I’m sore, I’m happy, I’m proud — the best post-race feelings one can have.

Now, what’s this about the Flying Pig Half Marathon in a month? — Mags

Runner’s Paradise

Judging by the weather and the crowd on the Lakefront Trail last night, it was a Saturday in June, not a Wednesday in mid-March. Holy smokes.


It was warm enough to run in just shorts and a sports bra.

Turns out, yesterday was the warmest March day in Chicago history, topping out at a whopping 81 degrees. Spring fever? Puh-lease. More like spring typhoid fever. And it was rampant.

I’ve literally never seen so many people so far north on the trail. Those crowds are usually reserved for North Avenue Beach and the like. But there we all were: running, biking, walking, tossing Frisbees, frolicking with dogs, shooting hoops, playing soccer, taking batting practice. Un-be-liev-a-ble. An army of pasty Chicagoans emerged to enjoy one of the finest not-quite-spring days this city has ever seen.

It’s pretty darn easy to get fired up about running (and life) when the weather is like this. I sure hope it sticks around for a while. Though, I can’t help but wonder what this means for the summer. Will we see the biggest heat wave in history? Will I be battling 90 degrees at 6 a.m. for my 15-miler?

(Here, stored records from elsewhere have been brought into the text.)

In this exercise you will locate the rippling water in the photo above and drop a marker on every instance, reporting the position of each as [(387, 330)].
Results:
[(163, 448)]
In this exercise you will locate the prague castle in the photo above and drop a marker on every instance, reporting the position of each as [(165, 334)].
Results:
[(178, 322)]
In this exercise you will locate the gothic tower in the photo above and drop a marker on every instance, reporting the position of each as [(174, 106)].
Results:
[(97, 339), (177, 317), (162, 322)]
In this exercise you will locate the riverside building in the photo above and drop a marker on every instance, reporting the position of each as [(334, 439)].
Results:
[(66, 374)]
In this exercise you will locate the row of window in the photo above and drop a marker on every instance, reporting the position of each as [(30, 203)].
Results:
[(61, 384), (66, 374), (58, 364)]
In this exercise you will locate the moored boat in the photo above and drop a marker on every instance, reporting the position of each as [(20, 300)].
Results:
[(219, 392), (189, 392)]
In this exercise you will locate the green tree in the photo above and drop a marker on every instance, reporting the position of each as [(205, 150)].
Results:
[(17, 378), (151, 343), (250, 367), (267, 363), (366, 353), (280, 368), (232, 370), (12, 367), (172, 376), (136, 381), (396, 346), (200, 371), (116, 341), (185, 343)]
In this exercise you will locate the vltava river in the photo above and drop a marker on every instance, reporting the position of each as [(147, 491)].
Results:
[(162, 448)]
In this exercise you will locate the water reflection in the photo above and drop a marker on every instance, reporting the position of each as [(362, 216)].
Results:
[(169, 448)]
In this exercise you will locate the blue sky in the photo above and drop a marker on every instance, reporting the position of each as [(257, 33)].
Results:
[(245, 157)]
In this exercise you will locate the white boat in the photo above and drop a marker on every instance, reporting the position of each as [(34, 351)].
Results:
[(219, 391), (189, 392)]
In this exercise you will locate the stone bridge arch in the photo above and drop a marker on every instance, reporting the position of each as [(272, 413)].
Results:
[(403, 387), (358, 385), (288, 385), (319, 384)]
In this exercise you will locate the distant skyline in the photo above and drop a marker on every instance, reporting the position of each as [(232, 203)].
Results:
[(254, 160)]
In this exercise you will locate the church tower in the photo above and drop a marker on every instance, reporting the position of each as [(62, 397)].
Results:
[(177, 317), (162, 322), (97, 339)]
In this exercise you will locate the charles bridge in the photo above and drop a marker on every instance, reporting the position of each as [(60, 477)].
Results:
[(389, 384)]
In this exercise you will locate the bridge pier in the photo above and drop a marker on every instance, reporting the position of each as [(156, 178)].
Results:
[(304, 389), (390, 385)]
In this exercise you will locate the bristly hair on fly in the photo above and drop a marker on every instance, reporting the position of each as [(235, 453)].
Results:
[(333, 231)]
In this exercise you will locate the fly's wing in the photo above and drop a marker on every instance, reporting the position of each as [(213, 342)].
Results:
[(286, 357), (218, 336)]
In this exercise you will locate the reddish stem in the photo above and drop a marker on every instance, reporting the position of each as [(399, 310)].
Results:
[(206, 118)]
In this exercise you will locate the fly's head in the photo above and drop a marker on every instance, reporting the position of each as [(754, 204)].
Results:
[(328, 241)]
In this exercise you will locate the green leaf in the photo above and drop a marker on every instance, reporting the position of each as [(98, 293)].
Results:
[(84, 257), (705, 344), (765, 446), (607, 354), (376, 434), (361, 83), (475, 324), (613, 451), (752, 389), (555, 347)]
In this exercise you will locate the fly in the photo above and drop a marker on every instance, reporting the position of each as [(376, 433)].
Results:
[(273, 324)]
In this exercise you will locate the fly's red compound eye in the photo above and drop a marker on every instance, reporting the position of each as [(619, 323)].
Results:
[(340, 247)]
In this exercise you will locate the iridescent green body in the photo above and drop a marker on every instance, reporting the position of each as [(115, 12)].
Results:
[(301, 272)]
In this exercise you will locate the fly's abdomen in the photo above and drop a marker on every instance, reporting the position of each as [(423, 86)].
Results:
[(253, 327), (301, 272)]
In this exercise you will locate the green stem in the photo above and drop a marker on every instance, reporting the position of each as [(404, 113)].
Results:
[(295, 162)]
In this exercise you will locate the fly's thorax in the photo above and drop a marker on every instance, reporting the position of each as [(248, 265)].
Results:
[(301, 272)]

Let’s not go there just yet. Let’s enjoy the gift of an early spring (what’s up now, Punxsutawney Phil?!). Let’s go for a run. — Mags


Rave Run: Chicago’s Lakefront Trail

As Maggie so eloquently stated in Bad Angel Rule #9, some of the best runs can happen when you’re on foreign territory. So this past weekend, as I headed to the Windy City for good times with my girlfriends, one of the main things I wanted to check off my to-do list was a run on the Lakefront Trail.

I ran the Lakefront Trail for the first time last year when I was in Chicago for business, and it was all I had dreamed it would be — and more.  You’re right next to the water, gazing at sailboats, yachts and a vast expanse of Lake Michigan. The trail itself is flat (added bonus: there’s a gravel “shoulder” off to the side if you want to give your joints a break from the pavement), equipped with water fountains and, of course, chuck-full of runners.

Needless to say, this haven for athletic endeavors is right up there with Garrett’s Popcorn on my list of Chicago must-do’s.

This time, though, I was a little apprehensive. I was going out for my first run in a long time with Maggie. Normally, I’d be stoked for a run with her, but right now, she’s in the throes of marathon training, while I’m just trying to get back into race shape.

We set out bright and early on a beautifully overcast Saturday morning. Maggie was slated for 16 miles, and me, a measly seven. We started out together and made it to the four-mile mark like we’d been running together for months. Isn’t it funny how you can run with an old friend like no time has passed at all?

I knew Maggie wanted to ramp up her pace, and I was enjoying the scenery, so I sent her on her way and forged ahead on my own. And then, something awesome occurred: I found my happy pace and finished a full 10 miles with some juice left in the tank. Man, I love when that happens.